Now I see people talking about minority appeasement. I would like to know their consciousness rotating around this perceived appeasement feel about the transgenders getting worshipped in some parts of India for centuries while they were persecuted and hunted down all across the world?
The ‘Kama Sutra’ mentions them as ‘Tritiya Prakriti’ and acknowledges their libido. We have had years of caste based oppression and a society dominated by archaic rituals like ‘Sati’, but still we sticked with our culture of not getting offended by someone else’s priorities.
And guess who brought intolerance to this soil? The ones who went about persecuting our men based on our skin colour? The ones who tried to eradicate transgenders from our soil? The ones who forced the white man’s burden right into our throats? I am sure I don’t have to name them here.

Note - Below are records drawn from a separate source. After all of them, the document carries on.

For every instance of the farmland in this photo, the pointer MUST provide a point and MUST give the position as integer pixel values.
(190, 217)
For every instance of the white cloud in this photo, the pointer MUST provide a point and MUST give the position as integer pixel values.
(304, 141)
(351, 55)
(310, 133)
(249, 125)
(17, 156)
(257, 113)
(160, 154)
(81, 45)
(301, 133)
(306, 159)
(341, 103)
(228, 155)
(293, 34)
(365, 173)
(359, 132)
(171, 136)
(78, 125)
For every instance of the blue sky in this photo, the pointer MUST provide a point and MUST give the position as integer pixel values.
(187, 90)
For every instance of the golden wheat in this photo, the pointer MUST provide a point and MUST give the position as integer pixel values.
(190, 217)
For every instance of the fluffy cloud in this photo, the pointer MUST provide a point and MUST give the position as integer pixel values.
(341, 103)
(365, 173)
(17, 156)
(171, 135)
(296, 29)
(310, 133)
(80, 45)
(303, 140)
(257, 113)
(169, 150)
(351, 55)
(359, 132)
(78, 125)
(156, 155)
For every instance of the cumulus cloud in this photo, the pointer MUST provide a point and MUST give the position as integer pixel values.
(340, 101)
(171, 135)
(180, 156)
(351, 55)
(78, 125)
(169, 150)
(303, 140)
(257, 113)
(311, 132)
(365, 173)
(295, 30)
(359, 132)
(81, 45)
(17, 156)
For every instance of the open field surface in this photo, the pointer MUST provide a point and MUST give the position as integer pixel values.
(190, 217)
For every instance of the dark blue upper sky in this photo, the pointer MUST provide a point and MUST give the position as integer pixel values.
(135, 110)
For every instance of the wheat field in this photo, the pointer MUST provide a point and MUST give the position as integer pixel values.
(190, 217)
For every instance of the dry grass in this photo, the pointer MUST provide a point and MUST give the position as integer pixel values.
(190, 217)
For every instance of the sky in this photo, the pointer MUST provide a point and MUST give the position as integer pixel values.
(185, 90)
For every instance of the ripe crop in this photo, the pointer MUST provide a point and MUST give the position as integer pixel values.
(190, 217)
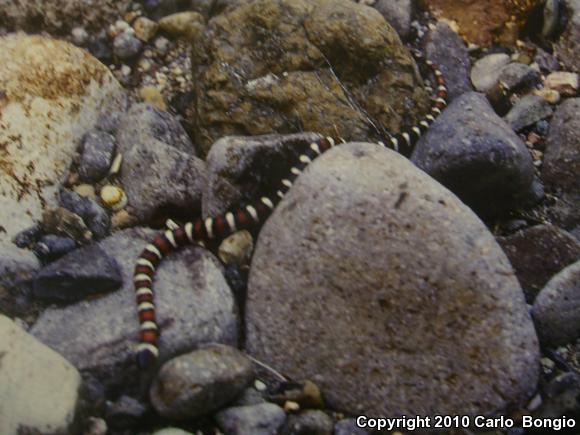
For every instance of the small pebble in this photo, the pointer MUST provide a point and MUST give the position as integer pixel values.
(152, 95)
(113, 197)
(86, 190)
(145, 29)
(566, 83)
(126, 46)
(79, 36)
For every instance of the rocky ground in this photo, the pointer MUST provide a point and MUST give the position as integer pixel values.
(447, 283)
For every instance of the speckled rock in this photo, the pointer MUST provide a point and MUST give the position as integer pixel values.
(39, 388)
(398, 14)
(52, 94)
(263, 419)
(487, 70)
(446, 48)
(437, 350)
(57, 16)
(126, 46)
(285, 85)
(187, 25)
(538, 253)
(528, 111)
(143, 122)
(156, 175)
(242, 167)
(568, 46)
(78, 274)
(97, 155)
(200, 382)
(557, 308)
(472, 152)
(93, 215)
(194, 306)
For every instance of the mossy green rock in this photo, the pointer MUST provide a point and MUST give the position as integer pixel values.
(284, 66)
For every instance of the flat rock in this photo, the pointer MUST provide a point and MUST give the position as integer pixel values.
(194, 306)
(263, 419)
(443, 329)
(80, 273)
(538, 253)
(242, 167)
(144, 122)
(295, 79)
(200, 382)
(471, 151)
(39, 388)
(52, 94)
(157, 176)
(528, 111)
(446, 48)
(398, 14)
(557, 308)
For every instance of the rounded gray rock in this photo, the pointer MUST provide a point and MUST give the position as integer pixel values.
(528, 111)
(242, 167)
(193, 301)
(471, 151)
(486, 71)
(200, 382)
(557, 308)
(369, 273)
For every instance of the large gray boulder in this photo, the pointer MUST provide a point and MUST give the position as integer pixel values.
(194, 306)
(369, 273)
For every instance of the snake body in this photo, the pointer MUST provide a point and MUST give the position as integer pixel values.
(249, 217)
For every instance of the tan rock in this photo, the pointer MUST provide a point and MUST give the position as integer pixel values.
(51, 94)
(39, 389)
(566, 83)
(145, 29)
(186, 25)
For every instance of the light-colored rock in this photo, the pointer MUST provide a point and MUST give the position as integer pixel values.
(200, 382)
(566, 83)
(194, 306)
(187, 25)
(51, 94)
(39, 389)
(406, 293)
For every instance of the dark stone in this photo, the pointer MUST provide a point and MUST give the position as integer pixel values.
(78, 274)
(557, 308)
(51, 247)
(446, 48)
(472, 152)
(97, 155)
(311, 422)
(125, 413)
(538, 253)
(95, 217)
(528, 111)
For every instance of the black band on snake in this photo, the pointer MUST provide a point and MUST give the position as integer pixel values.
(249, 217)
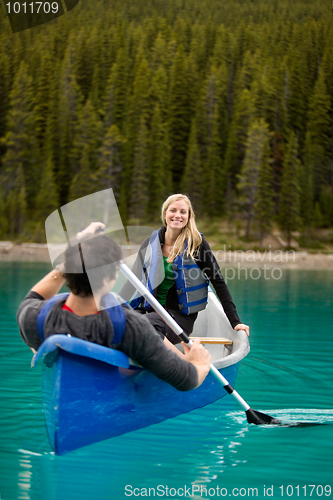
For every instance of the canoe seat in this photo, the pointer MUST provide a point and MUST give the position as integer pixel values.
(213, 340)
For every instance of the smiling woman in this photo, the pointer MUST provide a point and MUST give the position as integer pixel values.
(177, 264)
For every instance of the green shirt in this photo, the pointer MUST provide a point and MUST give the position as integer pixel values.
(166, 283)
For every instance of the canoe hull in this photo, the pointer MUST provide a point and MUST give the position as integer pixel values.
(86, 400)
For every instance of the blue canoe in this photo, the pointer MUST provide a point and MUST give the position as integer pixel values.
(92, 393)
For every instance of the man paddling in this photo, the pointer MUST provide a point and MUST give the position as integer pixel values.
(90, 313)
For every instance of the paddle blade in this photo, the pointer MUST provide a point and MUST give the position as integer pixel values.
(258, 418)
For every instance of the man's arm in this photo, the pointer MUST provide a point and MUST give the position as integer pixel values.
(143, 344)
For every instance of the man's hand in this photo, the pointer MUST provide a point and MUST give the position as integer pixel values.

The Indians who can’t tolerate the idea of inclusiveness and term it as ‘appeasement’ are the ones who doesn’t really digest the cultural values of the subcontinent and I have to say that they are in better agreement with the colonial masters than our shared past.
I can’t resist to state here that it’s extremely shameful for them to evoke their version of our very own celebrated heritage to boost their parochial vision about the world.
India is my nation - I love it. It isn’t sacred. It is beautiful. I don’t need anyone’s certificate for my love towards my nation. I look at it with critical eyes. I make comments. I act on things I could. I live in the hope that someone else will act based on my comments. I subscribe to my own version of critical nationalism where I look at the state as a machinery of human endeavour to come together and achieve excellence.
And I am not influenced by geographic borders when I form my opinion about an human being. If he is nice to me, I will be nice to him. In that I take a cue from our first prime minister - Jawaharlal Nehru.
Nehru call himself an anti-nationalist (fickle minds please don’t read it as anti-national) as mentioned in his own writings. He viewed the world as one large joint family and viewed nation states as inevitable divisions. It’s that grand vision which made him a venerated world leader. It may help reading his contributions to the non-alignment movement. How the world lend their ears to his enlightened words.
Oh!, how much I want to write about the several logical flaws of the ceremonial right across the world that invariably converges into a ‘rightwing-capitalist-arguing for meritocracy-jingoist-flourishing in hatred’ nexus. Look at the right from Israel or Italy or the Nazi Germany or Australia or France - you will invariably see this common pattern. More about it later!
The Orwell’s ‘two minute hate’ will soon take a place in India’s political discourse if things are let loose in this direction.
May entropy save the nation! Jai Hind!